NHS doesn't stand for "National High Street"

Providers in the new NHS must be free to integrate care in the patient interest, even if this has the effect of reducing competition argues Chris Hopson, the new chief executive of the Foundation Trust Network.

On the High Street, competition law creates a competitive market by ensuring a range of different suppliers, fostering competition based on price, avoiding monopolies and probing vertical integration in the supply chain (for example, supermarkets owning dairies).

But there are other models for preserving the consumer interest which recognise that certain areas of our national life have specific characteristics that require a different approach.

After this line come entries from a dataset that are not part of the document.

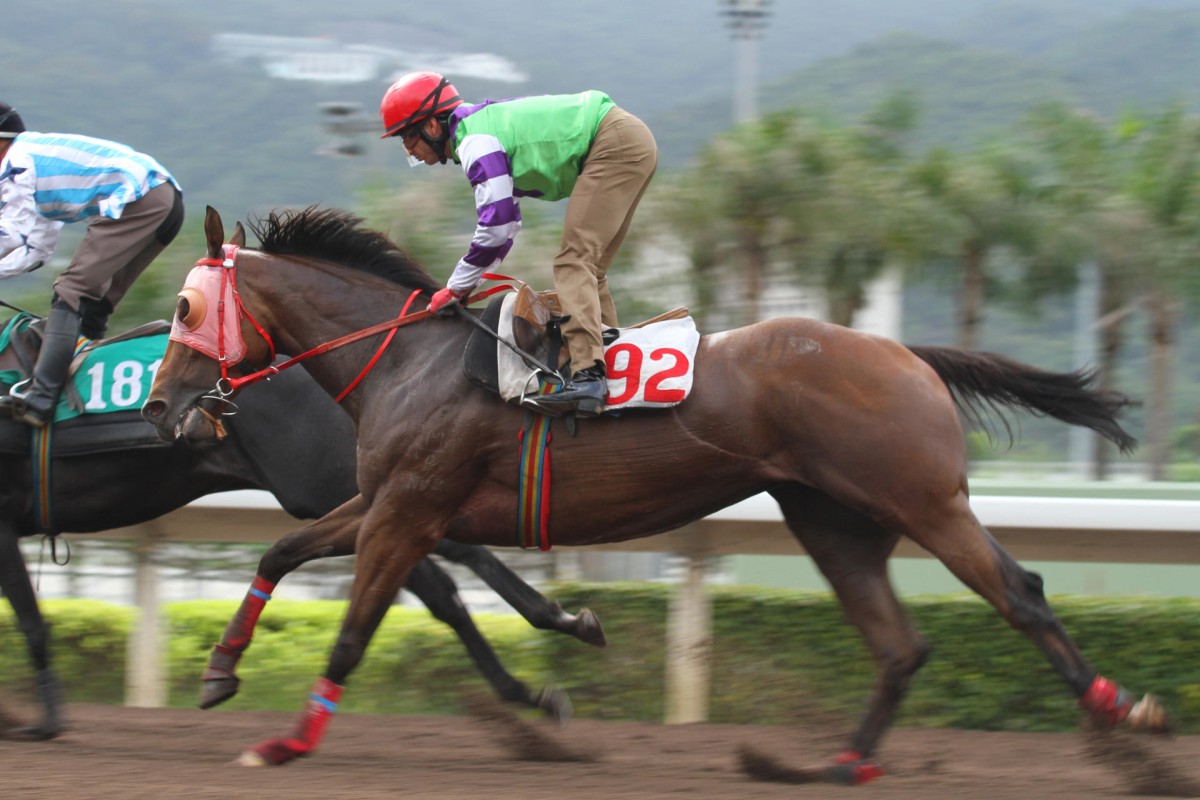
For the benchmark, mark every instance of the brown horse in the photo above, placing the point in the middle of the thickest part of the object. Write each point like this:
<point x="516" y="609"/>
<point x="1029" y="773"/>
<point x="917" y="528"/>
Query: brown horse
<point x="856" y="437"/>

Last month, for example, saw a highly publicised row between two train operating companies bidding for a long term, monopoly, franchise. The franchise deliberately runs for long enough to enable the operator to earn a sufficient return on the expensive infrastructure needed to provide a quality customer service.

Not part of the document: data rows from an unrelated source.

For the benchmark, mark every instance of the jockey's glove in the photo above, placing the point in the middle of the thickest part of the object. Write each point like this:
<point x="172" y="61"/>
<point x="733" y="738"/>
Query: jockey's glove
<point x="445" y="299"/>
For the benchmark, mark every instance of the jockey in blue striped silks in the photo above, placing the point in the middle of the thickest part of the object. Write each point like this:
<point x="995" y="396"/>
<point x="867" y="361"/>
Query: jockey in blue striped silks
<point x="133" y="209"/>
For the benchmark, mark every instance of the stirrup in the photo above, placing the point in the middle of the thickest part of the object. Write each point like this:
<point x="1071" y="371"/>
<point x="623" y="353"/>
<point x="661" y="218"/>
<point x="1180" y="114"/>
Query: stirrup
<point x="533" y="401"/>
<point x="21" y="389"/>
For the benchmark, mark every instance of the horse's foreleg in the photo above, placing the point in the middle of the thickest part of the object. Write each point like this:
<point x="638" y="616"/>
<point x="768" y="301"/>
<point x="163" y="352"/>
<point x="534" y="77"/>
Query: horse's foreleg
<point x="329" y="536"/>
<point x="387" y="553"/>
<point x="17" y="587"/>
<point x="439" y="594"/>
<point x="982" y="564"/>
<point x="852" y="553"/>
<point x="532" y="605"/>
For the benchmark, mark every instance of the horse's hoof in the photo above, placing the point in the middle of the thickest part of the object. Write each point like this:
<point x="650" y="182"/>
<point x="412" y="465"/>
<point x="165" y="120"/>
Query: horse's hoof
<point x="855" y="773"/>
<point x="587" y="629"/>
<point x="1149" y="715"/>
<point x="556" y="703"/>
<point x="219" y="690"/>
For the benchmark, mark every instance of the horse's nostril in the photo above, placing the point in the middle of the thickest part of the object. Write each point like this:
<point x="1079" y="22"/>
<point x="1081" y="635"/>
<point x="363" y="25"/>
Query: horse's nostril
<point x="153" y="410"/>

Last month also saw the closure of the football transfer window, which restricts the times when clubs can buy new players. Clubs also now have to abide by new Financial Fair Play rules which are designed to create a level playing field by restricting the amount of money wealthy owners can invest to "buy success".

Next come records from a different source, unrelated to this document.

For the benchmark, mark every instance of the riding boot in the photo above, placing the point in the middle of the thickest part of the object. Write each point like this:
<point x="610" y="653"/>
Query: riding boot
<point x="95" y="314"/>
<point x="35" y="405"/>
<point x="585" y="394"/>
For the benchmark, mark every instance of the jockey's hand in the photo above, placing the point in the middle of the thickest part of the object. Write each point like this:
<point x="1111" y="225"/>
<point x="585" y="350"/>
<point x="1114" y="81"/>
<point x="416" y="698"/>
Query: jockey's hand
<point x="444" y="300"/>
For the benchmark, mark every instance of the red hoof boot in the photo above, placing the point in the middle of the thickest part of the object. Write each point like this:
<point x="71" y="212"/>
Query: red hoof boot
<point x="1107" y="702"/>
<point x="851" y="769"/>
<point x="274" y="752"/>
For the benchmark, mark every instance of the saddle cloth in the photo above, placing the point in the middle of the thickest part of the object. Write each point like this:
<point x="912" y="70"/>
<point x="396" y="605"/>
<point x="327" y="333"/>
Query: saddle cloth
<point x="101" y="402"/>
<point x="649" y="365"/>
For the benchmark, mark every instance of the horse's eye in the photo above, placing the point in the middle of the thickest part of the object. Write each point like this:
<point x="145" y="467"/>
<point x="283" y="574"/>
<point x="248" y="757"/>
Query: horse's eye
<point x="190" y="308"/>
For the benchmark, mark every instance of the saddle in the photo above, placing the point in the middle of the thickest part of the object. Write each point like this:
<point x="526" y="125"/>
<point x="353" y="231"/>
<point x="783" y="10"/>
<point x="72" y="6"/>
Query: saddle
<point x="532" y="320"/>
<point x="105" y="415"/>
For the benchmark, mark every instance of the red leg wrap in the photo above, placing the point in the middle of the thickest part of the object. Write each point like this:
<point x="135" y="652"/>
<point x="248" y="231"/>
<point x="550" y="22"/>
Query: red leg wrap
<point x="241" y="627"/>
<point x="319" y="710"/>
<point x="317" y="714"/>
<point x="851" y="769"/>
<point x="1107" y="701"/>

What does all this have to do with the NHS? The Health and Social Care Act, passed earlier this year, marks the next stage in the journey away from a single, all encompassing, command and control health service. It continues work begun by the previous Labour administration to create a more plural system where, in some areas of care, a wider range of providers compete to provide services for patients. As a result, patients have greater choice rather than, for example, being forced to use the closest NHS hospital.

But the health sector is not the High Street. Competition is based on quality, not price, with the price of an increasing range of treatments determined by a single tariff, to be set in future by a central Commissioning Board and the sector regulator. There also needs to be a strong emphasis on integrating care, defined by the NHS Future Forum as "integration around the patient, not the system". The Forum went on to argue that "outcomes, incentives and system rules (i.e. competition and choice) need to be aligned accordingly".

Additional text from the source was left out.